You may remember me talking about cleaning the kitchen many, many times.  I actually did work on the kitchen each of those times.  The problem was that the kitchen was So Bad that it took me this long to clean it.  Today, everything finally (1) had a home OR (2) was thrown away OR (3) went to the mission.  I then scrubbed down everything – and I mean everything.  I even cleaned the trash can.  I’m actually taking a break from cleaning to write this – mainly because I’m tired.  I’m that winded from scrubbing things.

In addition to cleaning the cupboards, the kitchen itself, and the appliances, I also cleaned out the freezer.  Based on the non-frozen food I had that I purchased circa 2005, you will be unsurprised to know I had food from my first apartment in my freezer.  That means I moved it not once but twice before I finally threw it away.

As sad as that may seem, it gets better.  When I moved into my very first apartment, I was given a Welcome Basket by the complex.  Someone suggested I use it as a centerpiece, so that’s what I did – for two years.  Then, I moved to a barn in Harnett County, brought said basket with me, and used it as a kitchen decoration for three years.  THEN, I moved to my current house, brought it with me, and set it on top of the refrigerator.  The Welcome Basket contained food and bottled waters.  Today, I threw those things away (I did keep the basket to use to put hair brushes in).  To put this in perspective, I moved into my first apartment in 2004.  It is currently 2014.  That food?  I kept it for TEN YEARS.

Who does that?

Okay, other than the extreme prepare-for-the-zombie-apocalpyse-preppers, who does that?

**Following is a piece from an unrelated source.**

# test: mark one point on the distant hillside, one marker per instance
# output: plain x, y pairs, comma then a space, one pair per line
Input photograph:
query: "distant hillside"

Fortunately, the kitchen is now ready for painting.  Unfortunately, that can’t happen until I rip open the wall and install arches.  Yes.  I am ripping open the wall and installing arches.  Why?  Because I can.  The kits for doing so will be here in about ten days, which means I will have to work on other things until the time comes to rip open the walls.  Fortunately (?) I have plenty of other things to work on.

In the meantime, however, here’s a picture of the clean kitchen:

In case you were worried, the expired-three-years-ago bottle of cider beside the stove has since been thrown away.